Maybe The AFL Was Right About Their Equalisation Policies After All?
The AFL circus seldom stops for a moment these days.
No sooner had Melbourne begun to celebrate the breaking of a 57-year premiership drought on Saturday evening than focus had begun to shift towards the looming post-season trade frenzy.
AFL headquarters, though, has shut down until next Monday, when that trade period officially commences, allowing some pretty overworked staff at least a few days respite.
They’ll no doubt reflect at least briefly upon the logistical miracle just completed which was the 2021 season.
For a second year against the backdrop of the COVID pandemic, and even more uncertainty in terms of venues and scheduling, we’ve this time completed a full season of full-length matches. Remarkable, really, and something for which those responsible deserve high praise.
That shouldn’t be the only source of vindication for the AFL, however. Because Saturday’s grand final, aside from throwing up one of the more romantic pairing of teams we’ve seen, also was a big tick for some other initiatives played out on the field.
The “man on the mark” rule introduced this season didn’t produce higher scoring across the board. Indeed, average scores per team declined again this year to just 79 points.
But it did absolutely produce a lot more corridor football and end-to-end play which made for a more entertaining spectacle, which on reflection, was probably more important even than any resultant scores.
We saw plenty of that in the grand final, but also one of the most stunning testimonies for the 6-6-6 rule introduced in 2019, during Melbourne’s amazing third-quarter turnaround.
In the Demons’ incredible burst of seven goals in under 16 minutes which turned a 19-point deficit into a four-goal three-quarter time lead, no fewer than four came directly from centre bounce clearances, Norm Smith medallist Christian Petracca absolutely lethal in setting up Bayley Fritsch, Ben Brown and Tom Sparrow for goals, Luke Jackson sending Clayton Oliver away for another.
Would any of them have occurred without the still-newish rule? The Western Bulldogs certainly would have had far more scope to build at least some sort of defensive wall between the back of the centre square and the scoring zone, where now, their defenders were temporarily stuck.
The biggest statement on Saturday aside from that made so dramatically by the Melbourne Football Club, however, had to be regarding AFL football’s equalisation measures of a salary cap and draft now in place for more than 35 years.
There’s been regular moments over that journey that various pundits and the public have questioned the effectiveness of the system. But the numbers don’t lie, particularly since the one-time VFL officially was named a national competition in 1990.
In the 27 seasons now from 1995-2021, no fewer than 14 different teams have won premierships, an average of more than one different club every two seasons.
Of the four who haven’t – Fremantle, Gold Coast, GWS, and St Kilda – two, the Suns and Giants have been part of the competition for just 11 and 10 seasons respectively, and even in that time the Giants have made it to a grand final.
The Dockers and Saints, meanwhile, have both memorably come oh-so-close to joining that list of 14 different premiers, Fremantle falling just 15 points short of Hawthorn in 2013, St Kilda losing by only 12 points to Geelong in 2009 and the following year only after a draw and replay against Collingwood.
Indeed, the most impressive statistic of the lot probably concerns grand final day. Since 1998, when Adelaide won the second of its back-to-back flags against North Melbourne, every team bar Gold Coast has played in the premiership decider, 17 out of 18 clubs in a span of only 24 seasons. And all of those same clubs have at least managed a finals appearance in just the last nine years.
Think for a moment of all the football fairytales written over the last 16 years. There’s the Swans’ smashing of a 72-year flag drought in 2005, Geelong breaking a 44-year run of outs in 2007. There’s the Bulldogs’ second-ever flag and first for 62 years in 2016, Richmond’s first for 37 years in 2017, and now Melbourne.

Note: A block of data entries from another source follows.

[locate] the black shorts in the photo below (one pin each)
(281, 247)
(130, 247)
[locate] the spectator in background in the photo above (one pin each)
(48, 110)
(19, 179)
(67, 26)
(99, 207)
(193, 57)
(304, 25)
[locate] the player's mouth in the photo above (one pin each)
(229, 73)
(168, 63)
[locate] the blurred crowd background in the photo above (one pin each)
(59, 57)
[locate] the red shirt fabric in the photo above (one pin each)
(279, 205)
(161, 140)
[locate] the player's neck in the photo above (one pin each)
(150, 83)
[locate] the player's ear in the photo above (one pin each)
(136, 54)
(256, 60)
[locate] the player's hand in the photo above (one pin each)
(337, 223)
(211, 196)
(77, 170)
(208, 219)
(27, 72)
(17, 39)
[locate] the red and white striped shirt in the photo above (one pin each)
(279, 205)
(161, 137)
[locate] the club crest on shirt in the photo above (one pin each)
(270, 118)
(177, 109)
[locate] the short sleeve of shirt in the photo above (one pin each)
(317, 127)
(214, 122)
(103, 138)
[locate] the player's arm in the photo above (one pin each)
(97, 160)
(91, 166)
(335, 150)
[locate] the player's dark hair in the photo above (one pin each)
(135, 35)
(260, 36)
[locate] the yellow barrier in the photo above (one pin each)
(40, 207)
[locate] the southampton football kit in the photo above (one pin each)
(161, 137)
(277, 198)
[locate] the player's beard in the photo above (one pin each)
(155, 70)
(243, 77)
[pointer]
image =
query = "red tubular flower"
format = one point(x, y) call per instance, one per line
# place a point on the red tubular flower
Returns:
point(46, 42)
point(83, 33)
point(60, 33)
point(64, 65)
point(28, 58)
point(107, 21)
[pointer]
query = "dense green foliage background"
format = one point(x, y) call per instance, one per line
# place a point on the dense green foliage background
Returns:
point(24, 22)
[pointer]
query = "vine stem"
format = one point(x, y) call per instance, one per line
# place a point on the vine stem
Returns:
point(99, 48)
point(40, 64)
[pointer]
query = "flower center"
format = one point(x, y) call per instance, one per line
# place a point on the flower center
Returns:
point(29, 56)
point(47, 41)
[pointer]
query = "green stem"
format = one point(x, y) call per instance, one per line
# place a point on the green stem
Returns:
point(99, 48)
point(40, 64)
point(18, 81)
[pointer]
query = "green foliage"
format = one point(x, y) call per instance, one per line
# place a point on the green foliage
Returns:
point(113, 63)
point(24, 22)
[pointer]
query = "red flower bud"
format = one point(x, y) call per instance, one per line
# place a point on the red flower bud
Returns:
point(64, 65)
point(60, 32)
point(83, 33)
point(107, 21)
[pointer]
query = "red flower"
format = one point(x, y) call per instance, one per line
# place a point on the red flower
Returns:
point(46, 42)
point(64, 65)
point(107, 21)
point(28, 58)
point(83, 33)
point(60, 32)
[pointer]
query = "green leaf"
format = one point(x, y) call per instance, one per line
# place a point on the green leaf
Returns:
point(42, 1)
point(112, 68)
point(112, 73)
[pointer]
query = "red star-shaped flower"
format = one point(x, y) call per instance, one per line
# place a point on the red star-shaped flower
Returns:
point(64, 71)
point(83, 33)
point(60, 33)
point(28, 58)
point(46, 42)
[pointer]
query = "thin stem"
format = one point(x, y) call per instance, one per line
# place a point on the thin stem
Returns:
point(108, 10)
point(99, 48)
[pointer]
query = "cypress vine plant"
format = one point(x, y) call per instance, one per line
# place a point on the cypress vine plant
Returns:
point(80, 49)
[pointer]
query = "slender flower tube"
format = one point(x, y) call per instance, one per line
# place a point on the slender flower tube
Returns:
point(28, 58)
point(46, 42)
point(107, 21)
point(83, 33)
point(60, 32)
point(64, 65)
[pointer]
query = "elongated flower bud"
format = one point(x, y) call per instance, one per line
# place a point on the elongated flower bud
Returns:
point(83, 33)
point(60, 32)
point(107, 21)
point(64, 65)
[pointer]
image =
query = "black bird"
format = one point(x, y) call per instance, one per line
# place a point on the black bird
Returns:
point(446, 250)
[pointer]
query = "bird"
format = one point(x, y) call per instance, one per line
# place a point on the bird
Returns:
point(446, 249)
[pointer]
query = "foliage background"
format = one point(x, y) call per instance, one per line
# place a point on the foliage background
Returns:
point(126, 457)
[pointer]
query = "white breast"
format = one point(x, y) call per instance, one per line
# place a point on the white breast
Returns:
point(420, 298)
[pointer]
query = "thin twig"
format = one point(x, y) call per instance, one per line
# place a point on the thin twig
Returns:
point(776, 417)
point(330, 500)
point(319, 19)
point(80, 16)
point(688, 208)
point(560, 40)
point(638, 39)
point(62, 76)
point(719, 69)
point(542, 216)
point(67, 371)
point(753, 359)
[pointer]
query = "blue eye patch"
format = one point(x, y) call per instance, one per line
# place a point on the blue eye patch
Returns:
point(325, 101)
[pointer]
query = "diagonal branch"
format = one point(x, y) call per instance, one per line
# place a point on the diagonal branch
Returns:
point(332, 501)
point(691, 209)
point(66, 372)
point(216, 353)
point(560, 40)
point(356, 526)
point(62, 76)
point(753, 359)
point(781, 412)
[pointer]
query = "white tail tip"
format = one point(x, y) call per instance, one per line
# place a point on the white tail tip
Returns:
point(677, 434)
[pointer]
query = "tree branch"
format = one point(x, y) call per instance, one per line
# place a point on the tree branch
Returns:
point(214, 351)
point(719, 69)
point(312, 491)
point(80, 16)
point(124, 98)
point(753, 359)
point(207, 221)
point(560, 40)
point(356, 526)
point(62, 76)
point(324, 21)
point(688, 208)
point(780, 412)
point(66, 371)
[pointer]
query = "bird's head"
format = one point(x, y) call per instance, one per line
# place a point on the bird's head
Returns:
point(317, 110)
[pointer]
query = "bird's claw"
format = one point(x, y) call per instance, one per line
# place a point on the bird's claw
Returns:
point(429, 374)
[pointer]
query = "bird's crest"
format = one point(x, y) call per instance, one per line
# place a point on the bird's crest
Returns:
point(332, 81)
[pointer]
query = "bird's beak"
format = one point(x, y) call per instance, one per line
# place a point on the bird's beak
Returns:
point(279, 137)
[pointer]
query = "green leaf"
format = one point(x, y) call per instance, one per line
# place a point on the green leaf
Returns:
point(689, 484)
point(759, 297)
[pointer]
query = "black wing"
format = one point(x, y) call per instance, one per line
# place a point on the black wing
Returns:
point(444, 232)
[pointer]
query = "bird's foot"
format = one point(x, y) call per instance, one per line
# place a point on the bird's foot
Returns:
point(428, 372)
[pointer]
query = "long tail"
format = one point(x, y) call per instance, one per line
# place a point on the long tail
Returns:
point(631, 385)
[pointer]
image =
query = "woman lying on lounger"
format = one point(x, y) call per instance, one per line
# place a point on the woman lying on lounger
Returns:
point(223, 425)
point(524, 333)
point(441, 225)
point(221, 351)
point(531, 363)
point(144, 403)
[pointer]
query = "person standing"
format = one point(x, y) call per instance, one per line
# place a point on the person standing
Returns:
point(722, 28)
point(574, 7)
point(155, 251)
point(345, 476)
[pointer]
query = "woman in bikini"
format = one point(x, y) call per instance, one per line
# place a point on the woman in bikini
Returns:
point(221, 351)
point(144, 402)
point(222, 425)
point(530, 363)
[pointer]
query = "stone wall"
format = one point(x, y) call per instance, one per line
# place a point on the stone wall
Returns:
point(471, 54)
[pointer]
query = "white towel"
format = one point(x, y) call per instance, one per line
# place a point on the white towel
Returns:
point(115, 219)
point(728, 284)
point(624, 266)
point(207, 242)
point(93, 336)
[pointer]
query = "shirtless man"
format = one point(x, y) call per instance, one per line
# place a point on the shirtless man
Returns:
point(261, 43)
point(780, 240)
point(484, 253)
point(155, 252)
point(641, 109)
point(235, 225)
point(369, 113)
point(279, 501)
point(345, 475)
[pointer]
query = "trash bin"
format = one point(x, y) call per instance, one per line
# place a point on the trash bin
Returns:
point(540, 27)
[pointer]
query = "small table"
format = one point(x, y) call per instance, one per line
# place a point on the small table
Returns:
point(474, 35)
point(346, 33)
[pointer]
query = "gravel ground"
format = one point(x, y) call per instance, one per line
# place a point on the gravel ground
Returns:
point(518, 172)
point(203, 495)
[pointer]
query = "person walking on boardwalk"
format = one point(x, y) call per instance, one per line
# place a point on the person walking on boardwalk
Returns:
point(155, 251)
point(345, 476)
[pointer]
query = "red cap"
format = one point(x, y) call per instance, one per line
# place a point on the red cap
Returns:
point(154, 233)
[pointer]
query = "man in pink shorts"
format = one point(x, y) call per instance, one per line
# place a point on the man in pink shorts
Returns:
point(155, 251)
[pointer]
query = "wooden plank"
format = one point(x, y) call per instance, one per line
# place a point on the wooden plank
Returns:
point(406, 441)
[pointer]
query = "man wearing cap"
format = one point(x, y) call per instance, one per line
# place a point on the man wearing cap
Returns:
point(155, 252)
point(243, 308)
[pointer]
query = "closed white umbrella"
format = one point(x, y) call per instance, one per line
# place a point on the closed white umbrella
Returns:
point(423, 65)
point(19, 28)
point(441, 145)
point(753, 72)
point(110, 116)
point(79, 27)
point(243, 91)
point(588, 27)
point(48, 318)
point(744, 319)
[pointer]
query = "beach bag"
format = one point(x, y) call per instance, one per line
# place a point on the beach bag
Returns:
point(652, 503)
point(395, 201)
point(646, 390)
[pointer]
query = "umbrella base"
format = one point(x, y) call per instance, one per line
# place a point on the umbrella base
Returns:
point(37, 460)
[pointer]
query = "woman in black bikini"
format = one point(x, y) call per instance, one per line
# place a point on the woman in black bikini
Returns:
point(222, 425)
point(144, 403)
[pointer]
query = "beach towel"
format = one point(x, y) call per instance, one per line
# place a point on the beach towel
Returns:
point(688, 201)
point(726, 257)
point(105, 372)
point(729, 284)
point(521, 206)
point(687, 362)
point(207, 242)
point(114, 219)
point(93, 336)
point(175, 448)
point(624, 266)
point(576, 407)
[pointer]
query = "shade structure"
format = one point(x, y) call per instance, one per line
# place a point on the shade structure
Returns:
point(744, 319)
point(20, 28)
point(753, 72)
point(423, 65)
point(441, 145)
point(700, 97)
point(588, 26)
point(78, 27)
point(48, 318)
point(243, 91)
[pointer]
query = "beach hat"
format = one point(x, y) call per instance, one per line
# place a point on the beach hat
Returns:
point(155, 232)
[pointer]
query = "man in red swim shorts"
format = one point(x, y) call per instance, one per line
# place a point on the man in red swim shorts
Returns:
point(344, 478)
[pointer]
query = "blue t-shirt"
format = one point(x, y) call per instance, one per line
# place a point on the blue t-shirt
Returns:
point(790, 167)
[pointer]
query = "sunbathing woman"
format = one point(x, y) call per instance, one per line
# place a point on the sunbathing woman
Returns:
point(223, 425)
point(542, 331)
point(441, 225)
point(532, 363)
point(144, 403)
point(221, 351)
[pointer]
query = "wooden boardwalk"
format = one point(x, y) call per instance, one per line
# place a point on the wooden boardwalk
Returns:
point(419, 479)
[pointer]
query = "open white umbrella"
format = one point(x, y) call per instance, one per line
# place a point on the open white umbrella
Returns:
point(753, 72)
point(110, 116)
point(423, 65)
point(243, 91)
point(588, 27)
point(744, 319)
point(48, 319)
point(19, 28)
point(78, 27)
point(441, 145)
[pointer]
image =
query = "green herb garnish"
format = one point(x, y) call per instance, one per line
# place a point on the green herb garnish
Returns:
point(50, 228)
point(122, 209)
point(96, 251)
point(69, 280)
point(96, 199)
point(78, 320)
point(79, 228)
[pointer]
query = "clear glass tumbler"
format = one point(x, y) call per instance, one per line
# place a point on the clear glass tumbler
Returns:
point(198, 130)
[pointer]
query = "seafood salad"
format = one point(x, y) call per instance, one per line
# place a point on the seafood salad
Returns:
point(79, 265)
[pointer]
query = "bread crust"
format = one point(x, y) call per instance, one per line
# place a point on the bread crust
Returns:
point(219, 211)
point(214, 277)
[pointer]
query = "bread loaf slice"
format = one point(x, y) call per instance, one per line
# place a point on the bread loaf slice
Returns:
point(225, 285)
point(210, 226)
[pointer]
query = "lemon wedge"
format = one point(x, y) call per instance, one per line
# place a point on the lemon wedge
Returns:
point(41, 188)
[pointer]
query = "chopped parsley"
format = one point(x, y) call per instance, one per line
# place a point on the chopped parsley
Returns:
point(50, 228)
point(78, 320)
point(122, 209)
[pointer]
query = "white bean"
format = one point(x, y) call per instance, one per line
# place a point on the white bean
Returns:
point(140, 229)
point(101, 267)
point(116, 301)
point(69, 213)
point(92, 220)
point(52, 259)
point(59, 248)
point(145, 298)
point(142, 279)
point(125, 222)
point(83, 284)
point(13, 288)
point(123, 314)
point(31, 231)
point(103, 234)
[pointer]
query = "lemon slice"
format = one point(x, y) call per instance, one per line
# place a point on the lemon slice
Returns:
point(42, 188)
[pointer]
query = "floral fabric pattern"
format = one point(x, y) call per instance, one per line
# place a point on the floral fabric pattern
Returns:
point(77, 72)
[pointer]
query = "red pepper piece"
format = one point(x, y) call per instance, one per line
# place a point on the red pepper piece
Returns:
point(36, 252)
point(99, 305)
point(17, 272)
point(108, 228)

Other major sports globally might have similar moments, like baseball’s Boston Red Sox in 2004 breaking the “Curse of the Bambino” which had hung around them for 86 years, or Leicester City, a relative minnow, incredibly winning the English Premier League in 2015-16. But there can’t be another sport which has served them up so regularly as has the AFL in the 21st century.
Equalisation policies in our game have not only saved clubs’ very existence on occasion, but literally given everyone a chance of success. And that sense of hope is a powerful force in keeping the flame alight for fans.
It sustained Melbourne, too, over some of the grimmest times in the club’s history not all that many years ago. And now look at the pay-off.
The long-term vision of a truly competitive league has been well and truly realised. And despite the flak they inevitably cop, some recent rule changes have improved the quality of the game. And from those, it’s not just Melbourne, but all of us, who have emerged with a win.